Question

In the reaction: \[ 2 \text{KClO}_3 (s) \rightarrow 2 \text{KCl} (s) + 3 \text{O}_2 (g) \quad \Delta H = -78 \, \text{kJ} \] If 33.6 L of oxygen gas is liberated at S.T.P., what is the mass of KClO\(_3\) produced?

• A. 48.0 g
• B. 7.45 g
• C. 24.0 g
• D. 74.5 g

Hint:

When dealing with reactions involving gases, use stoichiometry and the ideal gas law to convert volumes of gases to moles and then to the corresponding mass of a solid.

Answer 1

The Correct Option is D

Step 1: Use the Ideal Gas Law and Stoichiometry.
From the reaction, 2 moles of KClO\(_3\) produce 3 moles of O\(_2\).
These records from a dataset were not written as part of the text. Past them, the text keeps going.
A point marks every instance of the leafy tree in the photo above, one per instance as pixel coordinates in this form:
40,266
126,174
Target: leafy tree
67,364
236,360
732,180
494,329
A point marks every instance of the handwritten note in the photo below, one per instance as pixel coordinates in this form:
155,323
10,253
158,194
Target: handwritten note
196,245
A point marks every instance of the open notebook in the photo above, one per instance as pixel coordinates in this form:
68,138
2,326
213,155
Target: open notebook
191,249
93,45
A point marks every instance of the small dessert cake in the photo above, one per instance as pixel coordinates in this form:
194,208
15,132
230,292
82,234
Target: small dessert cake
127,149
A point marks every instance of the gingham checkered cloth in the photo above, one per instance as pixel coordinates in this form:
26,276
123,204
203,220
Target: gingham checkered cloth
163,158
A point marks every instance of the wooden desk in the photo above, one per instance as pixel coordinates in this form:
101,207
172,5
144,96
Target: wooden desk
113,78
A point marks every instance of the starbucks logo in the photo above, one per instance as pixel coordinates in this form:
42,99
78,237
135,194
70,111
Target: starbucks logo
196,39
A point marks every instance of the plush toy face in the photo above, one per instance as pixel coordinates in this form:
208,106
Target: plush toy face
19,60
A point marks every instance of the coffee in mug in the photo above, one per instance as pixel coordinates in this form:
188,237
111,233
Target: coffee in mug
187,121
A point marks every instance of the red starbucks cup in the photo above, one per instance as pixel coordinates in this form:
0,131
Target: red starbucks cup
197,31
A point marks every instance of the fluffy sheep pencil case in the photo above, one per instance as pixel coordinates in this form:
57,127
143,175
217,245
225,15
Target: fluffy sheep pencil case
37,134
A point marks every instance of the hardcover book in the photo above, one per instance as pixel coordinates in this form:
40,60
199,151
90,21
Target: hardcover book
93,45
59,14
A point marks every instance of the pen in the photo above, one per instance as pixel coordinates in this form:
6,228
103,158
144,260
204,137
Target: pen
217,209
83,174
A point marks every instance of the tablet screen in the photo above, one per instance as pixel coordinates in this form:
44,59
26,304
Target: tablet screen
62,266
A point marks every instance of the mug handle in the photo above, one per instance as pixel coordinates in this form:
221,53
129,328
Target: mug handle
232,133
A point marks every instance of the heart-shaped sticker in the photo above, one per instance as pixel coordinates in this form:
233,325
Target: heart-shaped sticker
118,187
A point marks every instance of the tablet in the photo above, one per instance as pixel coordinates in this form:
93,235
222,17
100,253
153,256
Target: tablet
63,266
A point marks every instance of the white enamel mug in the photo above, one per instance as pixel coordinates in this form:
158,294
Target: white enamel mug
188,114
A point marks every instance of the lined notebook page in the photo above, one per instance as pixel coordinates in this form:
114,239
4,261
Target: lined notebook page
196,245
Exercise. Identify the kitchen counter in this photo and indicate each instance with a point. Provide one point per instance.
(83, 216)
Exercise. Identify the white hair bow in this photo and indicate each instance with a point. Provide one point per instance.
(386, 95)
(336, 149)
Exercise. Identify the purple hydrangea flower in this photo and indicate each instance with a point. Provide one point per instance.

At S.T.P., 1 mole of gas occupies 22.4 L. So, the moles of O\(_2\) liberated are: \[ \frac{33.6 \, \text{L}}{22.4 \, \text{L/mol}} = 1.5 \, \text{mol O}_2 \]
Step 2: Relate moles of O\(_2\) to moles of KClO\(_3\).
From the stoichiometry of the reaction: \[ \frac{2 \, \text{mol KClO}_3}{3 \, \text{mol O}_2} \times 1.5 \, \text{mol O}_2 = 1.0 \, \text{mol KClO}_3 \]
Step 3: Calculate the mass of KClO\(_3\).
The molar mass of KClO\(_3\) is: \[ \text{K} = 39, \, \text{Cl} = 35.5, \, \text{O} = 16 \quad \Rightarrow \, \text{Molar mass of KClO}_3 = 122.5 \, \text{g/mol} \] Thus, the mass of KClO\(_3\) is: \[ 1.0 \, \text{mol} \times 122.5 \, \text{g/mol} = 74.5 \, \text{g} \]
Step 4: Conclusion.
The mass of KClO\(_3\) produced is 74.5 g, which corresponds to option (D).